Number two of course, the entire voice thing, we will be coming up with something very interesting in the next month on voice. It’s our take on what’s going to happen in that space. So watch this space, as they call it. I can’t say it right now so let the right time come.
Content, as I said, is going to be key. Earlier advertising used to interrupt your viewing habits by showing you a 30 second commercial and then you could go back to your entertainment. Consumers don’t like that anymore. So with different devices, different kinds of technology, different kinds of platforms you need to reach out to the consumer and engage them in a very subtle way and it needs to be non-intrusive for them. So in that space content plays a big role, because it becomes relevant to a consumer and he or she starts watching it only if it’s relevant to them. Brands are now getting much more into content so the content team that we have started this year is just a one person team, which already has five clients backed by the entire agency, of course. But that team, we expect quickly in the next year, to be a 30 to 40 member team. And that’s a scalar that we are planning for the content team in the next one year itself. So that is going to be a big play for us.

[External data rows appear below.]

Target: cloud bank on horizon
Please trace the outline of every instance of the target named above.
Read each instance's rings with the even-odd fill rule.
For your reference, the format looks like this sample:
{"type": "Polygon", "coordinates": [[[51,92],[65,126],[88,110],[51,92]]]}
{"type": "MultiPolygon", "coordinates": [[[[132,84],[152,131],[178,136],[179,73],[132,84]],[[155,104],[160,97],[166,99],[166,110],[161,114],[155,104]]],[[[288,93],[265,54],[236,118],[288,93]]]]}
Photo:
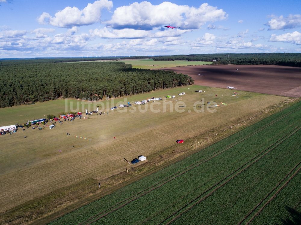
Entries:
{"type": "Polygon", "coordinates": [[[249,18],[252,10],[237,15],[222,2],[124,5],[97,0],[72,7],[66,2],[48,10],[39,3],[31,13],[35,18],[20,29],[14,27],[20,27],[17,18],[15,23],[4,21],[10,21],[9,7],[22,12],[22,5],[0,0],[0,58],[301,51],[301,15],[294,14],[294,7],[256,23],[249,18]]]}

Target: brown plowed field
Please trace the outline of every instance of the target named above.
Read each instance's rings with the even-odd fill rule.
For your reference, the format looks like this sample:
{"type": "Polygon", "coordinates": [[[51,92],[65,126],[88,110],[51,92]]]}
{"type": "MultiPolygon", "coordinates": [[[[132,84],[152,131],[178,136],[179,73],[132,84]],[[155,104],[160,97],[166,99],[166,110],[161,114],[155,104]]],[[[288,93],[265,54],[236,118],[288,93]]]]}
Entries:
{"type": "Polygon", "coordinates": [[[236,90],[301,97],[301,68],[298,67],[274,65],[215,65],[162,69],[187,74],[194,80],[195,84],[199,85],[225,88],[230,86],[236,87],[236,90]]]}

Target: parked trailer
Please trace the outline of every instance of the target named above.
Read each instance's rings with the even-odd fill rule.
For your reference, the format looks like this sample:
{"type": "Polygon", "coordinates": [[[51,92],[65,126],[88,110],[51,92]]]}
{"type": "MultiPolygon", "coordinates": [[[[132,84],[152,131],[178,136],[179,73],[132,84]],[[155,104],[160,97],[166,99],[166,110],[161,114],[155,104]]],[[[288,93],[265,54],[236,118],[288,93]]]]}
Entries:
{"type": "Polygon", "coordinates": [[[11,131],[16,129],[15,125],[11,125],[9,126],[0,126],[0,131],[4,130],[5,131],[11,131]]]}
{"type": "Polygon", "coordinates": [[[46,119],[43,118],[43,119],[40,119],[39,120],[28,120],[27,121],[27,123],[29,123],[29,122],[31,123],[31,124],[36,124],[37,123],[42,123],[42,122],[45,121],[46,120],[46,119]]]}
{"type": "Polygon", "coordinates": [[[68,117],[65,115],[61,115],[60,116],[60,119],[62,120],[67,120],[68,118],[68,117]]]}

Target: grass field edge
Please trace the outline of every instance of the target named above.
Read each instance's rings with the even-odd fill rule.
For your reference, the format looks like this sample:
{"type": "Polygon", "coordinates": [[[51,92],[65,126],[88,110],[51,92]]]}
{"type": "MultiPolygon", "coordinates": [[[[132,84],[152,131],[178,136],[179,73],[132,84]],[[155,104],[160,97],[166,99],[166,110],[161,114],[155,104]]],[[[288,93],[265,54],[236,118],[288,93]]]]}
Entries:
{"type": "MultiPolygon", "coordinates": [[[[230,126],[229,124],[226,124],[221,127],[219,127],[216,128],[214,129],[214,135],[213,135],[213,138],[202,146],[200,148],[197,146],[193,146],[192,145],[191,149],[187,152],[178,153],[178,154],[173,157],[165,159],[164,160],[161,161],[160,164],[155,163],[154,165],[150,165],[150,164],[147,163],[144,165],[143,166],[138,167],[134,168],[134,169],[132,172],[133,172],[127,174],[125,172],[122,172],[120,174],[114,175],[109,178],[108,179],[115,179],[116,178],[119,178],[120,177],[123,177],[124,181],[121,183],[115,184],[110,187],[110,188],[107,189],[107,190],[103,190],[101,193],[95,193],[95,191],[91,193],[91,189],[92,186],[95,185],[94,180],[90,178],[87,179],[83,182],[79,184],[78,185],[79,187],[79,190],[77,190],[78,192],[82,192],[83,190],[82,187],[82,186],[88,187],[88,190],[86,191],[82,192],[83,194],[80,197],[77,197],[76,199],[80,199],[79,200],[72,201],[71,199],[70,201],[69,204],[67,205],[64,205],[62,203],[59,204],[57,203],[58,205],[56,205],[55,207],[53,207],[51,210],[47,211],[47,213],[42,213],[42,211],[40,210],[40,208],[45,206],[49,202],[54,201],[54,199],[56,199],[56,196],[59,197],[60,194],[63,193],[68,193],[69,192],[76,191],[76,188],[74,187],[73,188],[70,188],[70,187],[67,187],[63,188],[54,192],[39,198],[37,199],[29,201],[21,205],[14,207],[11,209],[2,213],[0,214],[2,217],[3,216],[5,217],[6,219],[5,221],[6,222],[13,222],[14,221],[18,220],[20,218],[21,218],[23,224],[45,224],[52,221],[55,219],[58,218],[68,212],[74,211],[80,206],[86,205],[93,201],[98,199],[111,193],[116,190],[119,189],[121,187],[125,187],[135,181],[140,179],[148,175],[151,174],[154,172],[158,171],[158,170],[164,168],[168,165],[172,164],[174,163],[180,161],[186,157],[190,155],[195,152],[197,152],[202,149],[208,146],[217,142],[224,138],[238,132],[240,130],[244,128],[247,126],[253,124],[262,119],[268,117],[269,116],[279,111],[286,108],[291,106],[294,103],[296,103],[300,100],[300,99],[295,99],[294,101],[292,102],[290,102],[287,101],[285,102],[283,102],[286,100],[282,101],[279,103],[274,105],[268,107],[266,109],[268,110],[265,113],[261,112],[261,111],[258,112],[256,115],[253,114],[252,115],[249,115],[247,116],[241,118],[237,120],[231,121],[231,123],[239,124],[238,126],[235,127],[231,130],[228,130],[228,132],[223,132],[224,128],[227,126],[230,126]],[[281,103],[284,104],[281,104],[281,103]],[[281,105],[281,106],[279,104],[281,105]],[[260,116],[258,116],[259,114],[260,116]],[[257,115],[258,116],[255,116],[257,115]],[[244,121],[243,123],[242,122],[244,121]],[[218,132],[218,135],[216,135],[216,132],[218,132]],[[85,195],[87,196],[81,199],[82,196],[85,195]],[[45,202],[46,203],[45,204],[45,202]],[[41,202],[44,203],[39,204],[41,202]],[[26,212],[24,213],[25,211],[26,212]],[[40,211],[40,213],[39,212],[40,211]]],[[[211,132],[211,131],[209,131],[211,132]]],[[[203,134],[202,135],[203,135],[203,134]]],[[[200,136],[200,135],[198,135],[200,136]]],[[[198,138],[200,137],[197,136],[192,138],[191,139],[195,139],[197,140],[198,138]]],[[[153,154],[152,156],[153,158],[155,158],[156,157],[160,157],[160,156],[162,154],[166,154],[166,152],[169,152],[171,149],[172,149],[172,146],[168,147],[163,149],[161,151],[157,152],[153,154]]],[[[63,199],[65,201],[65,199],[63,199]]],[[[4,221],[3,221],[4,222],[4,221]]],[[[13,224],[13,223],[12,223],[13,224]]]]}

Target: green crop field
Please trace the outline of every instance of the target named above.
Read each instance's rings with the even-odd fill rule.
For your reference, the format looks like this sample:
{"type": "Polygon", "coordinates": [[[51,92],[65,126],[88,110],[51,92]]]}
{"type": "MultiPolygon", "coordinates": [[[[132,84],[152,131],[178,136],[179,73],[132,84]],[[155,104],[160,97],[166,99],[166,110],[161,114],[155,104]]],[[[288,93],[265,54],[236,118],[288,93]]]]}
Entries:
{"type": "MultiPolygon", "coordinates": [[[[11,135],[0,135],[0,212],[87,179],[96,182],[104,179],[124,171],[124,157],[130,160],[141,155],[147,157],[174,145],[178,139],[195,137],[287,99],[240,93],[236,98],[231,90],[193,85],[126,99],[93,103],[67,101],[68,111],[72,108],[72,111],[84,112],[85,108],[92,111],[98,106],[100,111],[105,113],[84,115],[88,119],[76,118],[62,125],[57,123],[57,127],[51,130],[48,126],[41,130],[20,129],[11,135]],[[194,92],[198,90],[206,92],[194,92]],[[182,92],[186,94],[178,95],[182,92]],[[134,101],[167,95],[176,97],[142,106],[133,105],[134,101]],[[202,98],[204,105],[200,108],[202,98]],[[131,108],[109,109],[128,101],[133,104],[131,108]],[[211,105],[207,104],[209,102],[211,105]],[[215,104],[219,106],[214,108],[215,104]],[[211,112],[212,110],[216,111],[211,112]]],[[[1,108],[0,124],[21,124],[43,118],[44,115],[57,115],[65,111],[65,104],[64,100],[59,99],[1,108]]],[[[188,147],[186,144],[181,146],[188,147]]]]}
{"type": "Polygon", "coordinates": [[[299,102],[50,224],[297,221],[300,112],[299,102]]]}
{"type": "MultiPolygon", "coordinates": [[[[208,64],[211,64],[209,62],[188,62],[182,60],[176,60],[173,61],[154,61],[152,59],[121,59],[118,60],[98,60],[95,61],[86,61],[85,62],[122,62],[126,64],[131,64],[133,68],[140,69],[159,69],[161,68],[169,68],[177,66],[187,66],[189,65],[200,65],[208,64]]],[[[61,63],[74,63],[79,62],[72,62],[61,63]]]]}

One other thing that we are hoping to launch this year is Isobar Good. What Isobar Good is about is as to how we can use our capabilities as an agency, which understands digital so well, to help clients do good for society at large, and not just a tick box to say that I have done CSR but as how can a proper business practice can use digital to enhance society. Let’s say it’s a stick in the ground that we are putting in thing that we all feel genuinely we need to do good. And today, the world sees people who fake it and people who really do it. So we are going to do it for really feel that we want to do it for society, the stakeholders that are there now for the new businesses are not just your consumers, not just your team, not just your stakeholders, and also the society at large. I think that it’s time for us to start working with a plan to contribute towards the society by using our capabilities. These are a few things as we go into the future that Isobar is planning to do.